Como es de obligado cumplimiento en el género, arranca presentándonos al hijo de la pequeña y provinciana burguesía de El Burgo de Osma (Soria), para guiarnos por su juventud, su entrada en la Barcelona del 39 de la mano del general Yagüe, su pertenencia a la Junta Política del Consejo Nacional de Falange, su proceso como director general de Propaganda con los sublevados africanistas durante la contienda y su posterior destierro, exilio, cárcel y lucha por la democracia... Lector de los primeros fascistas españoles subyugados por Malaparte y Mussolini, fue falangista, azuldivisionario, brillante orador, miembro de la Generación del 36 y, después, de la «escuadra de poetas» integrada por Foxá, Miquelarena, Sánchez Mazas, Alfaro... Aún tuvo tiempo de pertenecer a la raza de los precursores de la primera Transición –participó en el llamado «contubernio de Múnich», 1962– y fundó la Unión Social Demócrata Española (USDE) en 1972. De las catacumbas del antiguo Régimen a la democracia social de libre mercado. Pocas vidas como la suya merecen ser contadas.
Se acerca Penella a la figura de este humanista, de este hombre completo en el sentido renacentista. Porque bien sabe quien fuera su secretario personal que lo hacía todo –poetizar, pintar, enfrentarse al sistema–, pero siempre alejado de la afectación. Y, como bien se lee en este trabajo, supo sobreponerse en el sentido rilkeano del término a la quiebra de su idealismo juvenil. No se hundió, no se convirtió en un descreído ni en un conformista. No abrazó la cínica pedantería, ni purgó errores.

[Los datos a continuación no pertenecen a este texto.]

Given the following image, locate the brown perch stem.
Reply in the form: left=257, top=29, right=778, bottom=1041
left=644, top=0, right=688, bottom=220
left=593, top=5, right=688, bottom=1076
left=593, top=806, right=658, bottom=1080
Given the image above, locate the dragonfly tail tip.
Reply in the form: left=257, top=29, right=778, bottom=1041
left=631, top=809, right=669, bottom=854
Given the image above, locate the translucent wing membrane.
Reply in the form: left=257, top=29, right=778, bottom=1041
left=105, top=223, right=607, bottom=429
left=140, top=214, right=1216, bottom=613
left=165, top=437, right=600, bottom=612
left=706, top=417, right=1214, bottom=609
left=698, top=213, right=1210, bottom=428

Reconvirtió en positivos y demócratas sus viejos ideales.
Dolor de España
Dejó de ser falangista –que lo fue desde los tiempos en que conociera a José Antonio en las tertulias segovianas y le conmoviera «como no me había impresionado ningún hombre»– cuando abandonó al lodo del tiempo las encendidas arengas bélicas, cuando empezó a dolerle nuestro país («España se nos ha hecho más agria y triste que nunca»), cuando se alistó hacia el frente oriental con la División Azul, cuando osó escribirle aquella tremenda carta a Franco en el 42, cuando se exilió de una u otra forma a Ronda, Barcelona, Roma, los campus norteamericanos...
Fue corresponsal de «Arriba» en la Ciudad Eterna y allí viró hacia el liberalismo. Se vio zarandeado por toda clase de elementos de juicio irrefutables sobre el fascismo y el nacionalsocialismo, quedando suprimida de raíz la esperanza de que el falangismo pudiera ser algo diferente. Allí, bajo la influencia de Croce, el «papa del liberalismo», se produjo el viraje definitivo. Dio comienzo su transformación en un demócrata, estimulado por las novedades del modelo norteamericano. Ingenuo para unos, (injustamente) chaquetero para otros, ha quedado marginado de la Historia por su evolución, como si el ser humano no tuviese derecho al cambio. Nunca es tarde para recordar a uno de los más vilipendiados, desconocidos y geniales iconos de la reconciliación nacional.